Inoltre, in Cina gli influencer raggiungono il 53% del valore totale dell’impatto mediatico (Media Impact Value). Le piattaforme di social network di origine cinese, come Weibo, WeChat o Xiaohongshu, sono i canali che contribuiscono maggiormente al valore dei marchi di lusso in Cina (circa il 61%, con Weibo che ha generato il valore più alto), sottolinea ancora Lauchmetrics nel suo rapporto.
 
In questo contesto, i player del lusso hanno tutto l’interesse a non provocare la suscettibilità del pubblico cinese. Lo scorso anno, la top model americana Gigi Hadid ha dovuto rinunciare a partecipare alla sfilata annuale di Victoria’s Secret a Shanghai in seguito alla protesta suscitata da un video sul Web in cui imitava gli occhi a mandorla. Lo scorso aprile è stato un alterco con dei clienti cinesi avvenuto presso lo spazio Balenciaga nel deparment store Printemps di Parigi, riportato dalla stampa cinese, a scatenare la furia degli internauti cinesi, costringendo l’insegna e la griffe a porgere le loro scuse.

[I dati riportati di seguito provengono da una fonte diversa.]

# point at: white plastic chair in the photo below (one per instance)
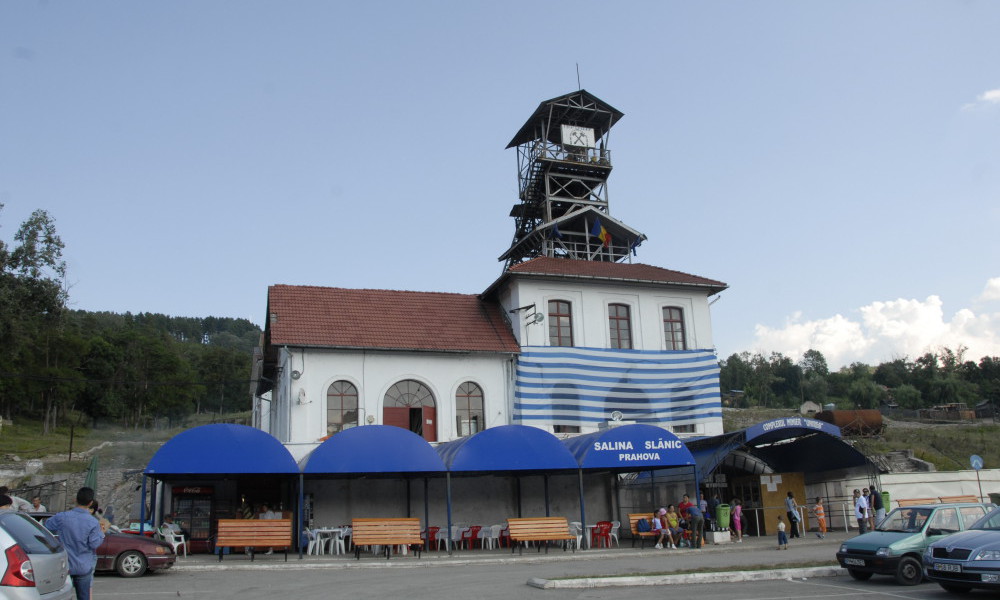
(174, 539)
(490, 536)
(576, 528)
(337, 543)
(315, 545)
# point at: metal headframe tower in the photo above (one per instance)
(563, 165)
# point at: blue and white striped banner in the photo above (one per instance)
(582, 386)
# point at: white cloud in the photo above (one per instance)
(887, 330)
(985, 99)
(991, 291)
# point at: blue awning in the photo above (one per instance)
(629, 448)
(507, 448)
(222, 449)
(373, 449)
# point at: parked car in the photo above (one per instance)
(897, 544)
(32, 561)
(129, 555)
(966, 560)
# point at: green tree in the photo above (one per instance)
(32, 299)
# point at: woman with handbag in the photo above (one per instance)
(793, 515)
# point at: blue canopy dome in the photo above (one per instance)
(507, 448)
(373, 449)
(222, 448)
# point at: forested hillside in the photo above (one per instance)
(130, 369)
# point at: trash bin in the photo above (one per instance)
(722, 517)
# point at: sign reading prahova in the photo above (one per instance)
(629, 447)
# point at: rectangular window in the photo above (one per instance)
(560, 323)
(673, 328)
(620, 325)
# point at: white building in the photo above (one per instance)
(570, 336)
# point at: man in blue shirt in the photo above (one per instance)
(81, 535)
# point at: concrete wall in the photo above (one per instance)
(590, 312)
(299, 410)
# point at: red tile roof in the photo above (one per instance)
(385, 319)
(587, 269)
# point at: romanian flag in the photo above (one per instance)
(599, 231)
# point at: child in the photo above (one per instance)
(820, 513)
(782, 538)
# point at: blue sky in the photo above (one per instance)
(837, 163)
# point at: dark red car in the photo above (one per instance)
(128, 555)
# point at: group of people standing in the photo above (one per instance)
(869, 508)
(670, 524)
(81, 531)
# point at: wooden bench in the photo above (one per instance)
(538, 529)
(633, 520)
(254, 533)
(386, 533)
(959, 499)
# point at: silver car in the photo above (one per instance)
(33, 564)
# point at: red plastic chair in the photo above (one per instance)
(430, 538)
(505, 537)
(470, 535)
(601, 535)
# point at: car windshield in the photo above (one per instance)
(31, 536)
(990, 522)
(907, 520)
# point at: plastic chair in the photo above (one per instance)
(576, 529)
(174, 539)
(505, 537)
(431, 540)
(601, 536)
(491, 536)
(470, 535)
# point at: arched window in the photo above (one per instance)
(620, 324)
(469, 417)
(673, 328)
(341, 407)
(560, 323)
(410, 405)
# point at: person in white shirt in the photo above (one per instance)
(861, 511)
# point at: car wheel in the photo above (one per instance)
(909, 571)
(131, 564)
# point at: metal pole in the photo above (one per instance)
(546, 479)
(427, 518)
(583, 509)
(302, 499)
(142, 507)
(448, 536)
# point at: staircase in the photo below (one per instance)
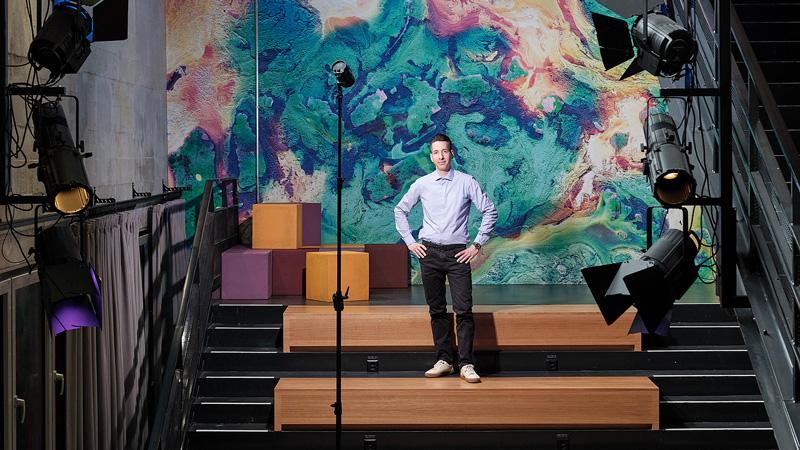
(709, 397)
(774, 32)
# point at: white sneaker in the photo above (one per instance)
(469, 375)
(439, 369)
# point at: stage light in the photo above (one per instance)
(651, 284)
(70, 286)
(63, 43)
(666, 163)
(662, 46)
(344, 77)
(60, 168)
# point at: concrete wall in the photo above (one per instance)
(122, 109)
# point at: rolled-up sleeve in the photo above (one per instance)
(487, 209)
(402, 210)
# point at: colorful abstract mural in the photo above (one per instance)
(518, 85)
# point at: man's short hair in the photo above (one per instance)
(442, 138)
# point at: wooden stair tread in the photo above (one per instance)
(455, 383)
(416, 403)
(497, 327)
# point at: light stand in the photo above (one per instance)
(344, 78)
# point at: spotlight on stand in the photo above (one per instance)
(651, 284)
(662, 46)
(70, 286)
(666, 164)
(60, 168)
(344, 77)
(64, 41)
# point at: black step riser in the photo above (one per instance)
(773, 140)
(232, 413)
(482, 440)
(791, 116)
(247, 314)
(487, 362)
(775, 12)
(712, 412)
(772, 31)
(704, 336)
(704, 385)
(243, 337)
(776, 72)
(786, 93)
(236, 387)
(777, 51)
(685, 312)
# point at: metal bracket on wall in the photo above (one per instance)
(137, 194)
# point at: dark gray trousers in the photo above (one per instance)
(440, 262)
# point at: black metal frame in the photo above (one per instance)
(216, 230)
(764, 185)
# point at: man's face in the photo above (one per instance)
(441, 155)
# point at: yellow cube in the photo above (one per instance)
(286, 225)
(321, 275)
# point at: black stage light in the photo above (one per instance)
(63, 43)
(344, 76)
(666, 163)
(663, 47)
(61, 168)
(651, 284)
(70, 286)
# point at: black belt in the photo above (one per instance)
(442, 247)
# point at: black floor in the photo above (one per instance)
(709, 394)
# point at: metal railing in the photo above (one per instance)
(766, 194)
(216, 230)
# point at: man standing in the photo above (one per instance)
(446, 195)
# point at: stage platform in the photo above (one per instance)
(497, 327)
(511, 402)
(507, 294)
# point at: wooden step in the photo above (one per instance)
(450, 403)
(511, 327)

Gogoboi, influencer top in Cina, in occasione della sfilata Dolce & Gabbana nel gennaio 2017 - © PixelFormula


“Per comunicare al di fuori dei propri confini, i marchi devono conoscere bene il clima nel quale l’opinione pubblica vive e adattarsi ai codici e ai valori di ciascun Paese. Con i social network, però, non ci sono confini, tutto può essere ripreso in maniera esponenziale, da qui l’importanza di vigilare attentamente per evitare i ‘bad buzz’”, ci spiegano da Visibrain.
 
Secondo le rilevazioni di questa piattaforma di controllo dei social network, il bad buzz di Dolce & Gabbana ha generato più di 26.000 menzioni su Twitter nelle ultime 24 ore, rispetto alle normali 2.000/2.500 menzioni del brand al giorno. “C’è una differenza, ma limitata. Per avere un termine di paragone, all’inizio di quest’anno la foto di H&M con un ragazzino nero che indossava una felpa con la scritta "Coolest monkey in the jungle" (la scimmia più cool della giungla) ha generato più di 500.000 tweet in sole 24 ore”.
 
Da notare che in Cina l’utilizzo dei social network passa soprattutto attraverso community locali come WeChat, quindi le ripercussioni sono minori sulle piattaforme occidentali. Ciò non toglie che il minimo passo falso può essere particolarmente penalizzante su questo mercato.
 
“Bisogna rispettare la storia e le tradizioni di ogni Paese. I valori sono immutati. Il modo di comunicarli e le dinamiche sui social network sono invece storia recente. Bisogna essere molto prudenti nel modo di utilizzarli”, consiglia l’ex Presidente della Camera Nazionale della Moda Italiana, Mario Boselli, che ora presidia l’Istituto Culturale Italo Cinese.